If the only CPU has the memory bus locked, no other device can read or change memory contents during that time, not even via DMA. (Or with multiple CPUs on a shared bus with no cache, same deal.) Therefore, no other memory operations at all can happen between the load and the store of a lock add [di], ax
for example, making it atomic wrt. any possible observer. (Other than a logic analyzer connected to the bus, which doesn't count.)
Semi-related: Can num++ be atomic for 'int num'? describes how the lock
prefix works on modern CPUs for cacheable memory, providing RMW atomicity without a bus lock, just hanging on to the cache line for the duration.

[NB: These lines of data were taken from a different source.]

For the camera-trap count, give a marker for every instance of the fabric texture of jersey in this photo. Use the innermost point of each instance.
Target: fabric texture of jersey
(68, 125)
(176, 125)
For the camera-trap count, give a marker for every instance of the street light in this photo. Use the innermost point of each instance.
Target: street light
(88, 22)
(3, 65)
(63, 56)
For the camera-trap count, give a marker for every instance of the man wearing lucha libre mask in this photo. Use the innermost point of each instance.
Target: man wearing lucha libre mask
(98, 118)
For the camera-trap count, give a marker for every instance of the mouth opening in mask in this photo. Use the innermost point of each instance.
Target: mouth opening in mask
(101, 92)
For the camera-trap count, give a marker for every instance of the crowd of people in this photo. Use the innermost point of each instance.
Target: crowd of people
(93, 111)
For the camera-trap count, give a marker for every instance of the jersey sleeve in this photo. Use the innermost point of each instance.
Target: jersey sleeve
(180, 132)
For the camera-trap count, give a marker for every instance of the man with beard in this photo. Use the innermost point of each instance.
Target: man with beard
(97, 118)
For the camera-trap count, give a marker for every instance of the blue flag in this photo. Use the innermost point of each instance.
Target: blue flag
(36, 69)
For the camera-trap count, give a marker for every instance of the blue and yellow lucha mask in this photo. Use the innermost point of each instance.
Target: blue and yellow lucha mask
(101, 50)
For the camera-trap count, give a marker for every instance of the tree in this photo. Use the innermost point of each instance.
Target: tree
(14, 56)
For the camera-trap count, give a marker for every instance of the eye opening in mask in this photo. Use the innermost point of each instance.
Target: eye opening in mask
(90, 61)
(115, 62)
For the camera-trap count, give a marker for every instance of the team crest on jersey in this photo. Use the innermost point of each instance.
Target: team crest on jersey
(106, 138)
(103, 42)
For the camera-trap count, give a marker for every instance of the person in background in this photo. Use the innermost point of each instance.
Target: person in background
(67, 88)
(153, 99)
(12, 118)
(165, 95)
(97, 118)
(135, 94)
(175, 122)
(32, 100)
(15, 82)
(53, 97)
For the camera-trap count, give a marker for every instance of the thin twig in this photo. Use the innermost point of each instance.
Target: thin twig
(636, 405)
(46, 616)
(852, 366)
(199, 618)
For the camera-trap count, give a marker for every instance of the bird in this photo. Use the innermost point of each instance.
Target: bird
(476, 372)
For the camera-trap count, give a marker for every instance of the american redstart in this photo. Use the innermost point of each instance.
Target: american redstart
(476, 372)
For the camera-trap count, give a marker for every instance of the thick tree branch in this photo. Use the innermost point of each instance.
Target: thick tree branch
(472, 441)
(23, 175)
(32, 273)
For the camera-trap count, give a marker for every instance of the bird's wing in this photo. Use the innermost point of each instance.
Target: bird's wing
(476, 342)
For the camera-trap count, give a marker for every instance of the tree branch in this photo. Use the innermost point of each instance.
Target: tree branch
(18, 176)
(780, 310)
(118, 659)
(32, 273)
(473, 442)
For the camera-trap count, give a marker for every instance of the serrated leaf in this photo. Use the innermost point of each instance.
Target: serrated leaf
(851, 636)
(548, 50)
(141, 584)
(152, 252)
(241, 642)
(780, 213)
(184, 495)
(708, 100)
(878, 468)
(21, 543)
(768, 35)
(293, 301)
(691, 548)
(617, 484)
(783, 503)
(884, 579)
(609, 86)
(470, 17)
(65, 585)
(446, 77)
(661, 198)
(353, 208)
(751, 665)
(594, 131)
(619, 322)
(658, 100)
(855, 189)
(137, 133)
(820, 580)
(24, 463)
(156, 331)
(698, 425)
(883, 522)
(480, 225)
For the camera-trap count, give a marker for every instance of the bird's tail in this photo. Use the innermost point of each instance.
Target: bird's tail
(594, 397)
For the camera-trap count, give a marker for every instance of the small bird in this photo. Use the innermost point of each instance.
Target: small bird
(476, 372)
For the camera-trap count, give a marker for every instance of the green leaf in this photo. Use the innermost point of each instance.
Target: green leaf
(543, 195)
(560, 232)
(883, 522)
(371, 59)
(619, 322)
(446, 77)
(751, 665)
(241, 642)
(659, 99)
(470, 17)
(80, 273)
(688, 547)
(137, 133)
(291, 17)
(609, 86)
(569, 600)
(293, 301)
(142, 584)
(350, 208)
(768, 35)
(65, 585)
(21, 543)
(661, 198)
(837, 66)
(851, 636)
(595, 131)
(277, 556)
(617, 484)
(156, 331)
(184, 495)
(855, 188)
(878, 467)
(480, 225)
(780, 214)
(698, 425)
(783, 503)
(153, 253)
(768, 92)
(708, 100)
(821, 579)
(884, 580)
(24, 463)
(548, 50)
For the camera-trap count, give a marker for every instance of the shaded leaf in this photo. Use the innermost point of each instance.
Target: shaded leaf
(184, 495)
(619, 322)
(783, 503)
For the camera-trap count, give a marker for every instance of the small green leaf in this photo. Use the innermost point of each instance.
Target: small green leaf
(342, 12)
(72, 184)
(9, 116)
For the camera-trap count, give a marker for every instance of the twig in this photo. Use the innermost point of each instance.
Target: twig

We call this a "cache lock"; all modern CPUs work this way for aligned locked
operations, only doing an expensive bus lock on something like xchg [mem], ax
that spans a boundary between two cache-lines. That hurts throughput on all cores, and is so expensive that modern CPUs have a way to make that always fault, but not other unaligned loads/stores, as well as performance counters for it.
Fun fact: xchg [mem], reg
has implicit lock
semantics on 386 and newer. (Which is unfortunate because it makes it unusable for performance reasons as just a plain load/store when you're running low on registers). It didn't on 286 or earlier, unless you did lock xchg
. This is possibly related to the fact that there were SMP 386 systems (with a primitive sequentially-consistent memory model). The modern x86 memory model applies to 486 and later SMP systems.